Cosa devo fare?
Fisso qualcosa, con insistenza probabilmente, ma non vedo cosa. Stringo
qualcosa di freddo nella mano, ma non la riconosco. Sento qualcuno parlare,
non so che dice, non distinguo le parole. Il mio corpo è lì, ma io sono
altrove; In quella stanza poco illuminata, pervasa da un odore acre; vedo,
lo vedo, è davanti a me, immobile; sorride, o meglio, ghigna. Risento il
tocco freddo delle sue dita, il suo sussurro tagliente, le parole, quelle
parole.
Non puoi più tirarti indietro.
- Tesoro, ti senti bene? - Sussulto. Le immagini spariscono velocemente. Il
volto di mamma mi appare davanti, mi guarda in modo strano, sospettoso.
- si certo. Sto benissimo. - Sorrido. Lei mi scruta, non è molto convinta.
- CARA è TARDISSIMO! DOBBIAMO ANDARE AL LAVORO! - la voce del babbo mi
salva. Mamma distoglie lo sguardo dal mio volto, vuota la tazzina di caffè.
Il babbo entra in cucina, mi schiocca un bacio sulla guancia, poi prega
mamma con lo sguardo: ti vuoi sbrigare? Lei si alza lentamente e prende la
borsa. Escono. Tiro un sospiro di sollievo. Mi aspettavo la domanda
cruciale.
Dove sei stata ieri sera?
Mamma è cambiata. Non me ne dovevo meravigliare. Una volta le dicevo tutto,
e ora? Quando mi chiede dove vado rispondo con un in giro e poi mi dileguo
chissà dove. sono io quella cambiata, non lei.
Cosa mi era saltato in mente? Accettare una proposta del genere, senza
pensare alle conseguenze, solo per del potere. Avevo un famiglia che mi
voleva bene, la scuola in cui andavo era la migliore di tutto il mondo
magico, ero rispettata e ammirata, se non da tutti, da una buona parte dei
compagni e dei professori. Avevo degli amici. Ho rinunciato a tutto questo
per cosa?

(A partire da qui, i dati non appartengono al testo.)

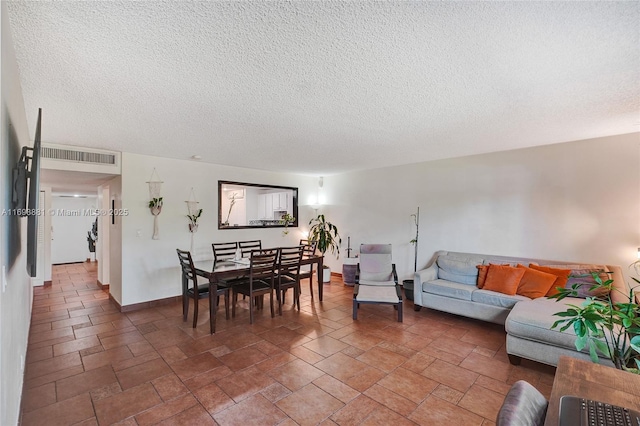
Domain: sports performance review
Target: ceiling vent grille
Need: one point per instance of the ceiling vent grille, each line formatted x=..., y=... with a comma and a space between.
x=78, y=156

Con cosa li ho barattati? Con un desiderio, un illusione.
Desideravo essere potente; ho solamente un padrone.
Non puoi più tirarti indietro.
Guardo la tazza. è piena fino all'orlo, solo un colpo e si rovescia. La
spingo, cade. Pezzi di ceramica, un macchia di latte si allarga sul
pavimento. Prendo il cestino del pane; lo lancio. Non so dove. non lo vedo,
le lacrime offuscano la mia vista.
Non puoi più tirarti indietro, non puoi più, non puoi.
Corro. Non so dove vado. Corro senza fermarmi, senza una meta. Corro
Non puoi più tirarti indietro.
Corro. Non vedo più niente, non sento nulla. Mi taglio ma non sento dolore.
Corro e basta.
Non puoi più, non puoi.
Le lacrime scorrono calde sulle mie guance, tra i capelli il vento, ma non
lo sento. Il sangue macchia la camicia, la gente mi guarda. Ma non vedo.
Corro solo. Corro senza fermarmi, senza meta.
Non puoi, non puoi, non puoi.
Cado. L'odore dell'erba mi penetra prepotentemente dentro. La rugiada mi
bagna il viso segnato dalle lacrime. Il sangue continua a scivolare lento
lungo il mio braccio. Mi alzo, sono debole, troppo debole. Non mi reggo;
crollo sulle ginocchia.
Perché? Perché sono stata così stupida? Perché? Sapevo che non dovevo
fidarmi! Perché lo seguito? Perché ho accettato?
Colpisco il terreno con i pugni, li rialzo. Si abbandonano lungo i fianchi.
Sono esausta. Il volto sprofonda nell'erba e cado, cado.